Annie forgave me far more quickly than I forgave myself.  When we eventually found her two days later exhausted and completely shut down all we cared about was the fact that she was alive and safe. We resolved to give her whatever she needed to recover from her ordeal.  We took it in turns to sleep on the sofa and we abandoned our offices to work off the dining room table that had become her den so that she had company at all times. We respected her wishes and kept our distance, waiting for her to make the first move towards contact.  Two days in she was confident enough to sniff Stu’s feet as he slept on the sofa. Three days in she nuzzled my hand under the table as I worked and I knew we’d be okay.

Joy

Meeting her today, the dog who will now pull to greet strangers in the street if they look like the cuddling type, it’s hard to remember the dog who wouldn’t even make eye contact with us. The dog who would literally cower behind our legs if someone looked at her in the street, or heaven forbid, bend to stroke her.
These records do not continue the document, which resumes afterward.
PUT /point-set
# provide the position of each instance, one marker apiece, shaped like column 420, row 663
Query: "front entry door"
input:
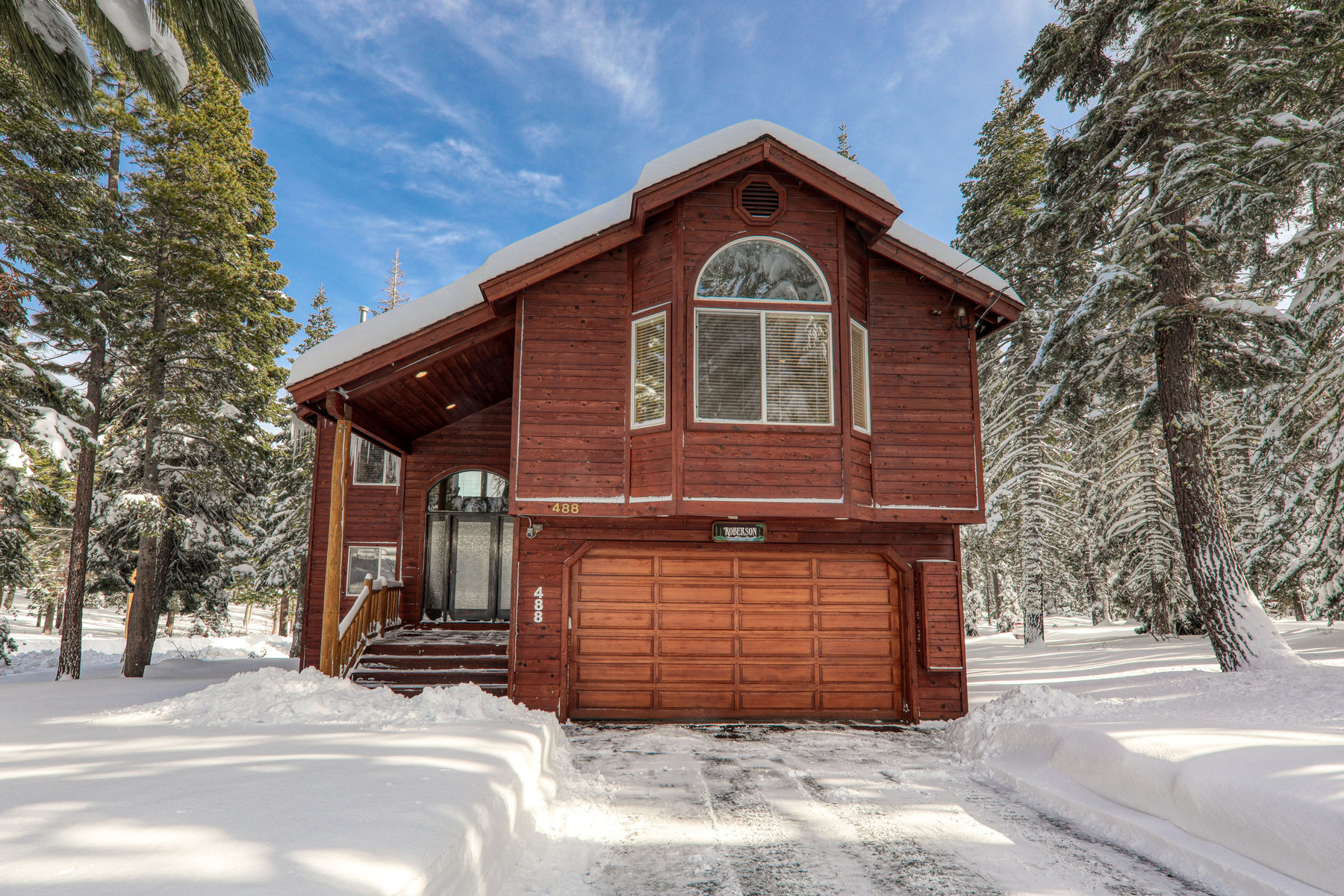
column 483, row 547
column 468, row 550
She can still be reactive in the wrong circumstances (she can’t stand German Shepherds or Huskies despite our best efforts), but she’s come so far. We have new challenges today with the recent diagnosis of severe arthritis in both her elbows to match that in her hips and a bladder problem no doubt caused by having too many litters to line the greedy pockets of her previous ‘owners’, but she remains an utter joy to share our life with.

So happy ‘gotcha day’ day our darling Annie May.  Yes, there will be biscuits.  And the even better news?  In two days time we’ll be celebrating ‘gotcha back day’.